First one was not poured cleanly because it was quite thick and I needed to get it in. I used a wooden dowel that was about 1/4" thick because I needed to physically move the soap, not let the liquids swirl. I used a dowel because it's rough and catches more soap and moves it better than a smooth tool. I did A, then B with the same dowel. Yes, after A, I obliged to swirl because it looks like lady parts, which I will just say before someone else does. I moved fast because that moves more soap than going slowly.
The second soap was poured at light trace. I used the same dowel for it, so you can see how different the trace makes the swirl. Same thing, A then B, but it looks to me like the patterns were a bit looser in the second soap that the first. I think it's fairly easy to see how tightly or loosely the pattern went in. Let me know if it's difficult to follow.

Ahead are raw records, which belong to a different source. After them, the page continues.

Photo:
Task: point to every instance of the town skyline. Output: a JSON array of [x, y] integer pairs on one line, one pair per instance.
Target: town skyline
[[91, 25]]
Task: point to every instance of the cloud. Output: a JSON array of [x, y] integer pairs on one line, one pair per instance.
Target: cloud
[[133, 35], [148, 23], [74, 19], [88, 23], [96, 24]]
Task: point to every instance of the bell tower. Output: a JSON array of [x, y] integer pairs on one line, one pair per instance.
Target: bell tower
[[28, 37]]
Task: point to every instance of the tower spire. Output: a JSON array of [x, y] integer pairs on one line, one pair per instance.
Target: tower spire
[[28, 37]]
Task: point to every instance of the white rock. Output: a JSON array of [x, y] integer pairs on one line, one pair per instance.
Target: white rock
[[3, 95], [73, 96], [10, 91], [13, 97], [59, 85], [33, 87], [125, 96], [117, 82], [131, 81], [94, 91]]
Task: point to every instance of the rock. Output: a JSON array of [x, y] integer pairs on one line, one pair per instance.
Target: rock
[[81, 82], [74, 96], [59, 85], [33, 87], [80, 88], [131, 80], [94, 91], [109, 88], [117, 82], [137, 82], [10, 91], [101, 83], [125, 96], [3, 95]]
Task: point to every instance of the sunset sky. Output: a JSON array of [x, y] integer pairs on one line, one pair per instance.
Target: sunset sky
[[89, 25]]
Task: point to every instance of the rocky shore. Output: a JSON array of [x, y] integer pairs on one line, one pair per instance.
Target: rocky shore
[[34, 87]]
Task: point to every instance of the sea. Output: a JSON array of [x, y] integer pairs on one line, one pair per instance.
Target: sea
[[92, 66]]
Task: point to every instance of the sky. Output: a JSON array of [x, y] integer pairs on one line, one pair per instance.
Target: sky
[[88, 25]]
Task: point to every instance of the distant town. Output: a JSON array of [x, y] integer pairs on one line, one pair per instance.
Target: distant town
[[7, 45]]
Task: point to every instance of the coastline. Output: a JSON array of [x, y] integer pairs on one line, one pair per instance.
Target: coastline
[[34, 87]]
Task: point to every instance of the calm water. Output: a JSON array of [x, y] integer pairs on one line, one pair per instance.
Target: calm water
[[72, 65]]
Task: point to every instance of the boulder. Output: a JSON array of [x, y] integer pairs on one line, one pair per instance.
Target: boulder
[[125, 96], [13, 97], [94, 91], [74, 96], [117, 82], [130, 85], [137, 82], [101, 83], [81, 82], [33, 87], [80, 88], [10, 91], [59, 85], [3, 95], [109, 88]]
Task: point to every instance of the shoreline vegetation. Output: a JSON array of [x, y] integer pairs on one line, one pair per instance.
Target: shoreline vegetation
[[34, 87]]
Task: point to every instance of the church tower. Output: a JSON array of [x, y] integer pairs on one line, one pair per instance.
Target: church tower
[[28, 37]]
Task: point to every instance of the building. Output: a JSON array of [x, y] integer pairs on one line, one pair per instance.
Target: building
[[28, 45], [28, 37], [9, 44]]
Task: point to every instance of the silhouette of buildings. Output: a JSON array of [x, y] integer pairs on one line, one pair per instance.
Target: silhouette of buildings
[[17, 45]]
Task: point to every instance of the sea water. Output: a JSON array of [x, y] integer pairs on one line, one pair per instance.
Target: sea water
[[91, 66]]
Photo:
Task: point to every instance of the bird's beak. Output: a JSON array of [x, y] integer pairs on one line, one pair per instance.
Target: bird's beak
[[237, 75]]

On your second one, Obsidian, it's possible the skewer was too thin for the trace and didn't move things as much as you would have liked. IT's also possible that you swirled more slowly and if you sped up, you'd get something different. If you tighten up the pattern, meaning more passes back and forth inthe mold, you'll get finer lines but I don't know if that is what you wanted or expected, but tighter pattern will get you more and finer lines and a looser pattern will leave a fatter swirl, where more color stays together.
I will apologize ahead if this seems pretentious or too obvious for words or somehow irritating.